Technological change is in the air and the buzzwords are as thick as mosquitos on a summer night. Industry 4.0. Machine learning. Artificial intelligence. Digital twins. Analytics. Edge computing. Here are five nuggets of information and suggestions for exploring big data as a foray into digital manufacturing.

1. Big Data Makes for a Good Foundation

In the article, “Digital Transformation on a Small-Business Budget: It Can Be Done,”(1) author Ethan Karp, president & CEO of MAGNET, states that, after watching manufacturers for years, he understands their hesitance to jump on the cutting edge technology bandwagon.

“Most small- and medium-sized businesses believe they’re at a fundamental disadvantage when it comes to Industry 4.0,” Karp said, “largely due to the resources at their disposal. They get overwhelmed, then stuck, putting off tech for a future day.”

Since no one can grasp, absorb and implement all of the new technologies at once, it makes sense to pick a logical starting point that can be built upon later with additional layers of technology. Karp suggests that analytics and big data can be a good first step on a Fourth Industrial Revolution journey. With big data, as with all of the Industry 4.0 advances, said Karp, “You’ll gain a much deeper understanding of the tools and machinery making up your factory floor, with analytics and insights that can be turned into actual business value.”

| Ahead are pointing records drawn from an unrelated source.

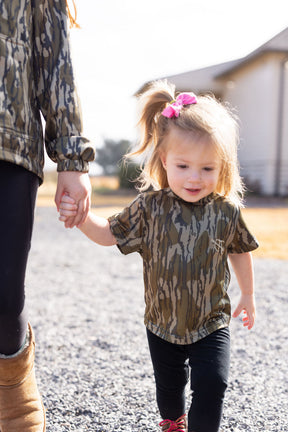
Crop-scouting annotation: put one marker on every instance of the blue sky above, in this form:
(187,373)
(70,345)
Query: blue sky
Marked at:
(124,43)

Implementing big data initiatives offers some rapid results. “When it comes to monitoring real-time data,” Karp said, “the initial return on investment will come quickly. You’ll capture (even) deeper insights as you have more data to pull from, but installing sensors throughout your operation to track and analyze performance will provide immediate upside.”

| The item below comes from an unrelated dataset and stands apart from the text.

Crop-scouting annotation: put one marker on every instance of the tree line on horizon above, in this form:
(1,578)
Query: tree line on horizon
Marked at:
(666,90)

Sensors give insight into factors such as vibration patterns, pressures, temperature and cooling rates, all of which can be compared to benchmarks or history to see how equipment is performing. That insight can lead to options for finetuning plant operations and launching proactive maintenance procedures. “Start by installing sensors to make your manufacturing operation trackable,” said Karp, “and you may spend just a few thousand dollars while giving yourself access to analytics that will take money off your expense line.”

2. Take Your Pick of Data

Diving into the big data pool is imminently doable. “Manufacturers have data,” said Simon Floyd, industry director, Manufacturing & Transportation, Google Cloud, in Jessie MacAlpine’s article, “What to Do with All That Factory Data? Google Has an Answer.”(2) “The challenge,” Floyd continued, “is contextualization and learning what to take from that data. Companies need to learn how to use data to inform their decision making.”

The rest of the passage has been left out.